Estrecho colaborador de Béla Tarr, el director de cine que llevó a la gran pantalla Tango satánico en una película de culto de siete horas, entre sus amigos se han contado desde Allen Ginsberg hasta Imre Kertész. Como recordó al hablar del premio Nobel húngaro y del autor Miklós Mészöly, con ellos nunca hablaba de escritura: “Eso es algo privado, tampoco explicas nunca cómo te quitas los calcetines, es cosa tuya”.
Pregunta. Crecer en el bloque soviético, ¿le permite comprender mejor lo que pasa hoy en Rusia?
Respuesta. Lo que está pasando hoy no lo entiende nadie, ni siquiera los rusos. En Hungría había una ocupación, sabíamos que los rusos estaban allí, sufrimos la dictadura, estaban presentes, pero no eran visibles. Lo mismo pasaba en Polonia, en Bulgaria o en la RDA. Mantenían contacto con un grupo reducido de gente en cada país.
P. ¿La invasión de Ucrania está despertando viejos fantasmas?
R. Ahora es imaginable que puedan atacar cualquier país en cualquier momento. Putin aprendió que gana quien golpea primero. El pueblo ruso está muy teledirigido y manipulado. Occidente prefiere reaccionar, pero sería importante que diera el primer paso. No propongo bombardear a diestro y siniestro, es algo más complejo.
P. Sostiene que los desposeídos fueron los más engañados por el régimen comunista, que les decía que el poder era suyo. Hoy este grupo con frecuencia apoya a políticos populistas como Orban o Trump. ¿Cómo lo explica?
R. Los canallas saben perfectamente cómo manipular. La gente no necesita profetas, sino falsos profetas. Por un lado, están quienes, en muchos casos, vienen de ese mismo medio y se convierten en gente poderosa y rica. Por otro, está ese pueblo siempre oprimido en todos los regímenes, que se resiste a admitir la verdad. La rebelión de esas capas sociales se volvió anárquica por la impotencia, así que solo buscan la destrucción de lo que había antes. La gente necesita que se le mienta.

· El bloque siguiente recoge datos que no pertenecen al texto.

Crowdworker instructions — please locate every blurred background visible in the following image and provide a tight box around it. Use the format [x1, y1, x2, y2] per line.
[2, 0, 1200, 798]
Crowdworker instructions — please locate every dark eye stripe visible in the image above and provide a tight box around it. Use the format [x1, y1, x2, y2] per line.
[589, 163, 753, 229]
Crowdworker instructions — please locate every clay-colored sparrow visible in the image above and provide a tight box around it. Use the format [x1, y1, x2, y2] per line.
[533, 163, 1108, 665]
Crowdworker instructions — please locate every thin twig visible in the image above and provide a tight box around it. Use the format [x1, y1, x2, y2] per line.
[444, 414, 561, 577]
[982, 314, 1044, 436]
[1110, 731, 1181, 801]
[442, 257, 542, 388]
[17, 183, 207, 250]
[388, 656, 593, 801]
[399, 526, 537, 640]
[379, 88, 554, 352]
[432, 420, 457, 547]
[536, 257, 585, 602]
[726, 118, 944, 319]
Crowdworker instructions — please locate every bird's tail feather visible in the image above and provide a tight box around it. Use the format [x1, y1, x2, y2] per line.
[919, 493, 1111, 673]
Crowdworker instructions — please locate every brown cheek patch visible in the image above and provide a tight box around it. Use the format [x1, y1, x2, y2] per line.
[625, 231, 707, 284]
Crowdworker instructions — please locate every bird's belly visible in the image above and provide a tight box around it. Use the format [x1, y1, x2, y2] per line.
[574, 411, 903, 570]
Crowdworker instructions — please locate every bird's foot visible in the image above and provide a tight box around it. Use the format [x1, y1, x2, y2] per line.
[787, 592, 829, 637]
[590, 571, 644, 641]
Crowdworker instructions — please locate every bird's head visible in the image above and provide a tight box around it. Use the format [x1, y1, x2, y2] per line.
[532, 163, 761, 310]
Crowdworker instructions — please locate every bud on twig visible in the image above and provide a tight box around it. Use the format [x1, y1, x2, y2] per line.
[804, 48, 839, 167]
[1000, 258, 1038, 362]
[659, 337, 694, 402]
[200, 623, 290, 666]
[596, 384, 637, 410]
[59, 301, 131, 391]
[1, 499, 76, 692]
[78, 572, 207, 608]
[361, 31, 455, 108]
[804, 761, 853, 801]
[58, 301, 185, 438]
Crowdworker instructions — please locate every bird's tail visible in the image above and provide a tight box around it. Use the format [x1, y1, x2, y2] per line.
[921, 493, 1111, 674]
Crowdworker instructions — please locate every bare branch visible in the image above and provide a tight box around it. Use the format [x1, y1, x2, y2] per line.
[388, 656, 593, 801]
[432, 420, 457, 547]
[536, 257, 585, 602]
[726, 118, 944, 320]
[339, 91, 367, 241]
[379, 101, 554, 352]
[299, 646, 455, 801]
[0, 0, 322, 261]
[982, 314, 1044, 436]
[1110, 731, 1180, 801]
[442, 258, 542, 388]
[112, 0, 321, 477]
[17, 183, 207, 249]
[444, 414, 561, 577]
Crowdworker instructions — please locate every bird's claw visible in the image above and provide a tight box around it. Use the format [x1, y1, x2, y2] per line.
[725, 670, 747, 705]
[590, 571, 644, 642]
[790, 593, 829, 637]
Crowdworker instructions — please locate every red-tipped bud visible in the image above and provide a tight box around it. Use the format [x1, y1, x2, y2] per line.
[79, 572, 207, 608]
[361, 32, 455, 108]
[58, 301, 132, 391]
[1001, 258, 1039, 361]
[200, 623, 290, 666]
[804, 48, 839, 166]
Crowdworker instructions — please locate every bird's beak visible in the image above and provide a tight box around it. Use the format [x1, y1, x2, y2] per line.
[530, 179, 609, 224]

Los canallas saben perfectamente cómo manipular. La gente no necesita profetas, sino falsos profetas
P. Parece que lo escribió Dostoievski sobre el Gran Inquisidor sigue vigente.
R. Dostoievski sabía muy bien de qué iba la cosa, su conocimiento del hombre era muy profundo, pero su anhelo religioso le empujaba a buscar la salvación, veía como víctimas sacrificiales a los marginados.
P. ¿Siente que está en auge la pulsión hacia la destrucción de todo lo había antes?
R. La gente cree cada vez menos en las cosas. Pero todavía no existe ese falso profeta, las mentiras de los políticos hoy solo duran un periodo electoral, no toda una vida. Asaltan el Congreso, como ocurrió en EE UU, y tampoco saben lo que hacen. En el Capitolio había unos dando golpes y otros mirando asombrados el edificio. Fue trágico y ridículo a la vez. Hay que pillar a los canallas, pero no se puede simplificar tampoco el papel de aquellos que destruyen.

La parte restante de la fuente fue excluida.